As this was written, NATO's British commander, Lt. Gen. Michael Jackson, was reading a statement on the radio announcing the signing of an agreement to end the war in Kosovo. For now, the bombs will apparently stop falling, the Kosovar Albanians will be allowed to go home. What will they find when they get there? What new atrocities will be committed in retribution for the crimes of Slobodan Milosevic and the Serbs?
War, it is said, is the amoral situation. Yet, as Milosevic proves again-evil exists. How do we reconcile these realities in the age of nuclear weapons?
I'll admit to ambivalence about the war in Kosovo, and the appropriate role of the United States and NATO in stopping Milosevic. My unease stemmed in large measure from the irrefutable fact that more civilians than combatants have died in the wars of the 20th century.

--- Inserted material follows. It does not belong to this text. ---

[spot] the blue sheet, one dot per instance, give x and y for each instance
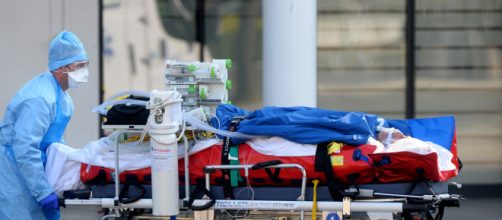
(308, 125)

Kosovo has been no exception. For all our precision-guided weapons, we still managed to hit passenger buses on bridges in broad daylight as well as the Chinese embassy in Belgrade. The embassy bombing, which nearly severed U.S.-China relations and will have lasting effects on the two nuclear powers, proves what a military analyst told EE Times in May: "Our ability to drop precision weapons is outpacing our ability to better collect and disseminate intelligence."
I haven't served in the military, so far be it for me to try to describe the sacrifices made by those who died or were maimed in this century's wars.
I only know war through my father's eyes and through books and a handful of films that tried to show those never in battle what it is like. But this I do know about war: What is it good for? Absolutely nothing.